1月6日、3人の博士がやってきました。ページェントのラストシーンです。教会では公現日(エピファニー)と言います。クリスマスオラトリオもここがクライマックスです。で、映画ならここからが劇的展開になるはず。と言ってもクリスマスの奇跡映画は星の数ほどありますが降誕そのものの映画って実はほとんどありません。イエスの誕生物語だとだいたいがファンタジーな馬小屋がラストシーンなんですが、実はそこからが物語的には大変なわけでして。メシアなんぞけしからん俺にも居場所を知らせろと言ったのに博士に逃げられ裏切られたヘロデはブチ切れて「ベツレヘムにいる2歳以下の子どもを皆殺しにせよ」というとんでもないR15指定の命令を出し、ヨセフとマリアはイエスを連れてのエジプト逃避行となります。
さて荒野のまんなかで、ヨセフは小さなほら穴を見つけそこで一夜を明かします。そのほら穴の入口に一匹の小さなクモが住んでいました。クモは思いました。
「うわーイエス様だ。本物だ。砂漠の夜は寒いんだよねーあたためてあげなくっちゃ」
急いでほら穴の入口にクモの巣をかけはじめました。あらん限りの力を出して巣をかけました。これまでみたこともないような大きな大きな巣を入口いっぱいにかけました。

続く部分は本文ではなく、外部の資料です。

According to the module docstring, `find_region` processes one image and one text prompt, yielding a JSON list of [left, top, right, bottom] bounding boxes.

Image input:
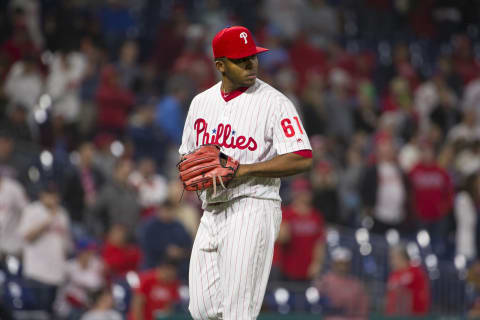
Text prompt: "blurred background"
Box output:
[[0, 0, 480, 320]]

「よし! どーよこの見事な巣! こうしておけば冷たい風が吹いても大丈夫だぜ」
いや透け透けじゃん、糸でしょ、冷気素通りでしょ、全然寒いでしょ、なに得意げになってんの、しょせ
んクモの浅知恵~とほら穴の住人のネズミやヤモリやコウモリたちがバカにしています。
そして真夜中、遠くから響く馬のひづめの音。ヘロデの軍隊にちがいない、マリアはすやすや眠るイエスを抱きしめます。見つかったらおしまいだ。赤ちゃんイエスさま泣いちゃダメ!

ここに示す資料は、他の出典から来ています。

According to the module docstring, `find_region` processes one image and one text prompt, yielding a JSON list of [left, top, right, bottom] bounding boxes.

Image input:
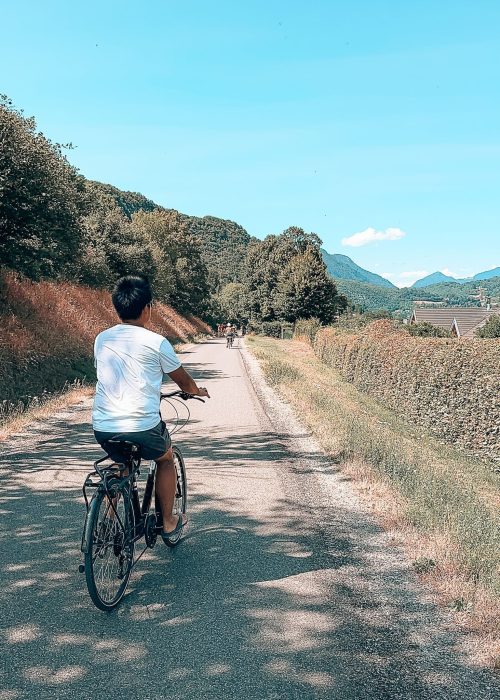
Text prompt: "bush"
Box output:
[[476, 314, 500, 338], [314, 321, 500, 456], [251, 321, 293, 338], [293, 318, 321, 345], [406, 321, 451, 338]]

「おい、ここにほら穴があるぞ。お前、調べてみろ」「へい」 マズイマズイマズイ 万事休す!
ところが、兵隊は入口に立ったまま、入ってくる様子はありません。
「おい、なにやってんだよ、さっさと調べろって」
「隊長、ほら、入口すげえクモの巣っすよ。破れてないからここにはいませんぜ」
兵隊たちは馬に乗り、ひづめの音をひびかせて荒野のかなたに消えて行きました。ほら穴の入り口には
夜露を浴びた大きなクモの巣が月光に照らしだされて、ピカピカキラキラと輝いています。
小さなクモのしたことにマリアもヨセフも気づくことはありません。でもすべてのことを見ていた神さまは、クモの愛の行いを祝福しました。クモは自分にできる精一杯のことをしました。小さなクモの一生懸命の努力と大きな愛がイエス様を救いました。

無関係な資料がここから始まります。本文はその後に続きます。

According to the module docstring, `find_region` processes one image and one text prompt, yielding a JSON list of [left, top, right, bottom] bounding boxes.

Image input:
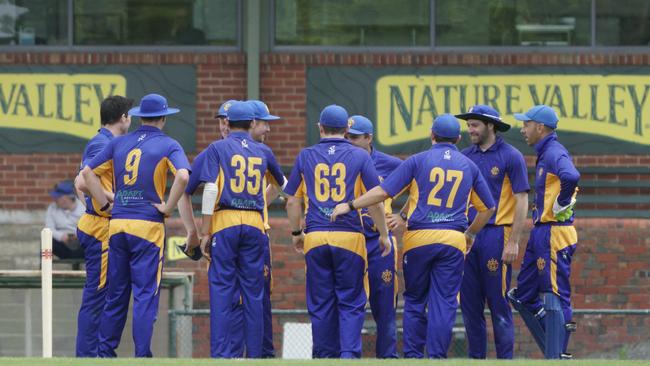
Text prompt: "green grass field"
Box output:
[[0, 358, 650, 366]]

誰かのために精一杯がんばった行いは、たとえ相手が気づかずとも神さまは見ていてくださるのです。
これはシリアに伝わるクリスマス版「蜘蛛の糸」。クリスマス最後の公現日のさらに後のおはなし。もしかして1月下旬くらい? 今でもクリスマスツリーにはガーランドという金や銀の糸を巻き付けますね。これこそイエス様を救ったクモの糸なのです。そしてヨーロッパでは公現日にガレットデロワを食べます。アーモンドクリームのサクサクパイ。この日にガレットデロワを売るお菓子屋はよくわかってる店です。 先月Netflixで新作映画「マリア」が配信されました。マリアとヨセフの出会いからいかにイエス様を受胎してヘロデから逃げたかという物語で、ページェントの内容が実写化され、たぶん本校児童は「おーあの場面だ」と感じることでしょう。そのうちクモの糸も映画化してくれないかな。